Skip to main content

RoCE vs. InfiniBand: Shocking Data Center Switch Test Results You Need to See!

written by Asterfuison

January 29, 2025

In AI, HPC, and other high-performance, lossless networks, people often discuss RoCE (RDMA over Converged Ethernet) and InfiniBand (IB). We have detailed the differences and relationships between these two protocol stacks(see: Comparison and Analysis of RoCE vs. IB Protocol Stacks). RoCE adapts the mature InfiniBand transport layer and RDMA to Ethernet and IP networks.

InfiniBand was the first protocol to support RDMA. It has a head start and a mature tech stack. It has a full suite of specialized hardware and software. It delivers very low-latency transmission. However, its reliance on a single vendor often leads to a higher Total Cost of Ownership (TCO).

On the other hand, RoCEv2 is cheaper and more interoperable. So, it is better for large-scale deployments. For instance, xAI’s AI cluster in Memphis, USA, has over 100,000 cards. It uses a 400GbE Ethernet-based, lossless, high-speed network.
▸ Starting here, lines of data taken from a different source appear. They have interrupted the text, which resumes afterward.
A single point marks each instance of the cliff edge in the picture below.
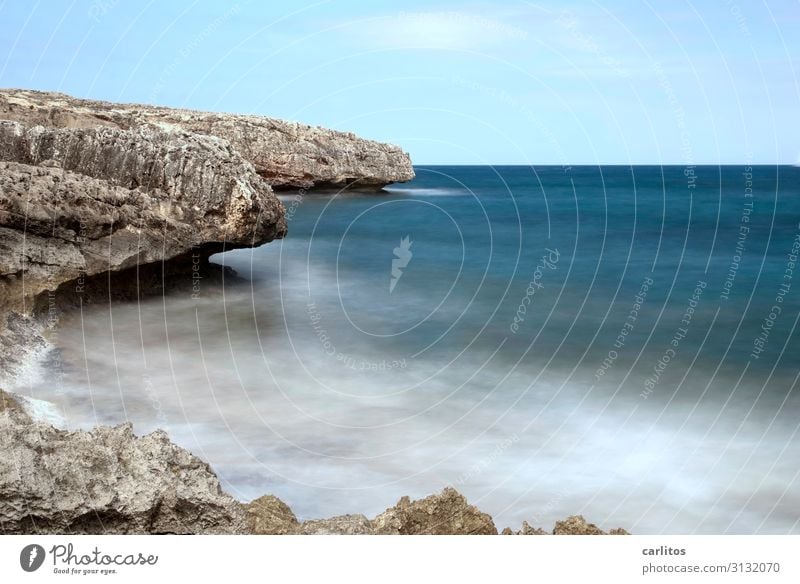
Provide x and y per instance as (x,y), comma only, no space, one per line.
(285,154)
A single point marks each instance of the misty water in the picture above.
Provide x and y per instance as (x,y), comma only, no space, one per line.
(549,341)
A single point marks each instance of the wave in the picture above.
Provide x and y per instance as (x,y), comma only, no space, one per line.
(428,192)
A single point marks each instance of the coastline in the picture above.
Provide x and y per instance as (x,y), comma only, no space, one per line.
(100,184)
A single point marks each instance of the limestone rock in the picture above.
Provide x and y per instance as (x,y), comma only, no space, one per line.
(268,515)
(341,525)
(576,525)
(447,513)
(111,199)
(285,154)
(107,481)
(526,530)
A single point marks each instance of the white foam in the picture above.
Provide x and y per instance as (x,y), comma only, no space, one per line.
(42,411)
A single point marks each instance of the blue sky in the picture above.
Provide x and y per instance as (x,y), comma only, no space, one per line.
(451,82)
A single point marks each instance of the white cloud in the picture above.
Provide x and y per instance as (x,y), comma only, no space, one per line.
(459,30)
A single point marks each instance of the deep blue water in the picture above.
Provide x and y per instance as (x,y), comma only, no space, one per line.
(614,341)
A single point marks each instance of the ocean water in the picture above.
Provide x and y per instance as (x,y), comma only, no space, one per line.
(618,342)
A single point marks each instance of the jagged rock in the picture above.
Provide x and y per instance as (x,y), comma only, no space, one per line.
(107,481)
(445,514)
(576,525)
(341,525)
(285,154)
(112,199)
(268,515)
(526,530)
(8,403)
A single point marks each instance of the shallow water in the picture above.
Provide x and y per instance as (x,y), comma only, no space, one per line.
(495,357)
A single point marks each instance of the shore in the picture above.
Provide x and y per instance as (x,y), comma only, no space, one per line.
(102,202)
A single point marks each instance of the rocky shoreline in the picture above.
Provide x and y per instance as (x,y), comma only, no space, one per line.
(102,201)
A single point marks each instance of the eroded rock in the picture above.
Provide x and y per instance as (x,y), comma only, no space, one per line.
(107,481)
(285,154)
(341,525)
(447,513)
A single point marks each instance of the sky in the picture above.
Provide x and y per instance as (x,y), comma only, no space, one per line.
(504,82)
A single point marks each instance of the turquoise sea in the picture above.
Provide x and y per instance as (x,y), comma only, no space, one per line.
(619,342)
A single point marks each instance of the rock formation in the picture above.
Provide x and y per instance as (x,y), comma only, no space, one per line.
(285,154)
(447,513)
(95,196)
(109,481)
(106,481)
(76,202)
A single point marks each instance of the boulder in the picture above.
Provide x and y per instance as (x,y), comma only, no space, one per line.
(447,513)
(268,515)
(341,525)
(285,154)
(106,481)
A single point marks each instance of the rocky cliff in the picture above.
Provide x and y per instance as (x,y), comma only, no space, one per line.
(285,154)
(96,198)
(110,481)
(89,188)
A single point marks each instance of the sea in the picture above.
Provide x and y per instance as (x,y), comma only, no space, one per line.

Can Open Network Switch Replace InfiniBand?

Quoting Amazon Senior Principal Engineer Brian Barret, the reasons why AWS abandoned the InfiniBand solution are clear:

“A dedicated InfiniBand network cluster is like an isolated island in a vast ocean. It meets the needs for resource scheduling, sharing, and other elastic deployments.”

The industry is shifting to standard openness and multi-vendor compatibility. Open networks like SONiC have been deployed in large cloud environments. This trend is hard to ignore. This raises an important question: Can open networks using RoCE be a viable alternative to InfiniBand in high-performance AI/HPC scenarios?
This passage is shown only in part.